480. Se référant aux articles 7, 8, 9 et 10 du Pacte, les membres du Comité ont voulu savoir si une déclaration ou un aveu obtenus par la torture pouvaient servir de preuve en justice et si des plaintes avaient été déposées en raison de tortures infligées à des prisonniers ou des détenus et, le cas échéant, si des condamnations avaient été prononcées à la suite de telles accusations. A cet égard, des précisions ont été souhaitées au sujet de certains cas particuliers; il a notamment été demandé combien de fonctionnaires avaient été reconnus coupables de telles violations, quelles peines leur avaient été infligées et si des personnes qui auraient pu être condamnées par le passé sur la base d'aveux obtenus d'une telle manière pourraient bénéficier de l'évolution positive de la situation en République de Corée. Il a également été demandé dans quel délai, après l'arrestation d'une personne, la famille de celle-ci était informée de son arrestation; quelle réglementation régissait l'emprisonnement cellulaire; quel était le rôle de l'agence pour la sécurité nationale au regard de l'article 9 du Pacte; et quelle était la majorité pénale. Des précisions ont aussi été demandées sur la mesure dans laquelle la très longue période de détention préventive prévue, notamment par la loi sur la sécurité nationale, était compatible avec le Pacte.

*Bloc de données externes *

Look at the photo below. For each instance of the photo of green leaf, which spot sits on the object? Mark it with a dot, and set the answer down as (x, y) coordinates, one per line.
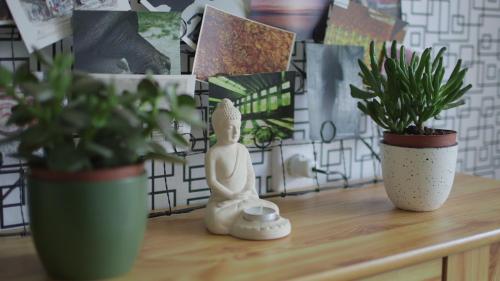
(266, 103)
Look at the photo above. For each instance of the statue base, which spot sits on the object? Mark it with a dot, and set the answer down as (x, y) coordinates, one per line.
(260, 230)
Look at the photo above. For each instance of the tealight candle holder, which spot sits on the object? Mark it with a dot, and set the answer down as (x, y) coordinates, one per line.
(260, 214)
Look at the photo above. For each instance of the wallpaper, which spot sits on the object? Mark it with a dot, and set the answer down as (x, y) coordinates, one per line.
(469, 29)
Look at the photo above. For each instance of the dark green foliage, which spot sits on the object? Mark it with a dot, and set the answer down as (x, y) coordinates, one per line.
(408, 93)
(73, 122)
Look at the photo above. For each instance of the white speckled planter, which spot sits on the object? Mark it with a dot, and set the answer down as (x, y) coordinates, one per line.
(418, 179)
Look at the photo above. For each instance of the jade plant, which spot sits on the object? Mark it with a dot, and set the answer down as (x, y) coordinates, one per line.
(408, 94)
(70, 122)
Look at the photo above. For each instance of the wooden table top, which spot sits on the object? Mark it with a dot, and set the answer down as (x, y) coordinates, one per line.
(339, 234)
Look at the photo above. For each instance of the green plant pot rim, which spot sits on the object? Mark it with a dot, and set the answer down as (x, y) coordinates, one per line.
(88, 176)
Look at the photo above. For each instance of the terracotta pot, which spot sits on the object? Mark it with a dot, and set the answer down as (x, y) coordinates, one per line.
(88, 225)
(419, 170)
(447, 138)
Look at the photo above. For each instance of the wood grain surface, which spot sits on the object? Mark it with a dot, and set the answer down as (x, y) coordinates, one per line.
(336, 235)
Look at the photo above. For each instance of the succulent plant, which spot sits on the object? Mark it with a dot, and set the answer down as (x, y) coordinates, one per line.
(69, 121)
(409, 93)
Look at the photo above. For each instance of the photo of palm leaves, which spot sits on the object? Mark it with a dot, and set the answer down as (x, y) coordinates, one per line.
(266, 103)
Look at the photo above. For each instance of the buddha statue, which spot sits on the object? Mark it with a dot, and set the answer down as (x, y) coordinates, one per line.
(231, 178)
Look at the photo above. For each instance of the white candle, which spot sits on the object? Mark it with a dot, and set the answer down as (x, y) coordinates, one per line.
(260, 213)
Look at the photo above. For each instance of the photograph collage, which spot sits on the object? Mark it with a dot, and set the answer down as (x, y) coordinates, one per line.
(243, 51)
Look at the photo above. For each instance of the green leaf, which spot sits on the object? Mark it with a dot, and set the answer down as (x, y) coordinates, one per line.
(360, 94)
(186, 100)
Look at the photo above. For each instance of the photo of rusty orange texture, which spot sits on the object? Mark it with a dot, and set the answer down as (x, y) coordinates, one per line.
(232, 45)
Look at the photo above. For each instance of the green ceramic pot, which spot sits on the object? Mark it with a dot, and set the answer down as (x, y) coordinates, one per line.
(88, 225)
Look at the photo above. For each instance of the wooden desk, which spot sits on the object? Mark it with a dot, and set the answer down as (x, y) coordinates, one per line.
(336, 235)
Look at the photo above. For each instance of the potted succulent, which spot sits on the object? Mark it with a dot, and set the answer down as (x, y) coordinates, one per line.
(86, 146)
(418, 163)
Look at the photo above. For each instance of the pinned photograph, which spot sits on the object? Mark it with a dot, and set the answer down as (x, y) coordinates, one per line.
(306, 18)
(166, 5)
(391, 8)
(5, 16)
(42, 23)
(358, 26)
(127, 42)
(333, 113)
(232, 45)
(180, 84)
(266, 103)
(192, 13)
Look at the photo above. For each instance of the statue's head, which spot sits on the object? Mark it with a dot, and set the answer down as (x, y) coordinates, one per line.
(226, 121)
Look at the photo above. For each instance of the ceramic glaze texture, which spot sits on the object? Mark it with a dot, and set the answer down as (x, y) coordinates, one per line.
(418, 179)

481. Des éclaircissements ont été demandés au sujet des dispositions législatives relatives au recours en habeas corpus ou autre recours similaire et de celles selon lesquelles le détenu n'était autorisé à recevoir des visites que lorsque cela était jugé nécessaire. Il a également été demandé si les dispositions selon lesquelles le traitement des détenus visait à réformer et éduquer ces personnes afin de les aider à se réinsérer dans la société en développant chez eux un sens de l'esprit national étaient conformes aux dispositions du Pacte. S'agissant de l'article 8 du Pacte, des précisions ont été souhaitées au sujet des dispositions du Code pénal prévoyant une peine de réclusion criminelle avec une "certaine quantité de travail".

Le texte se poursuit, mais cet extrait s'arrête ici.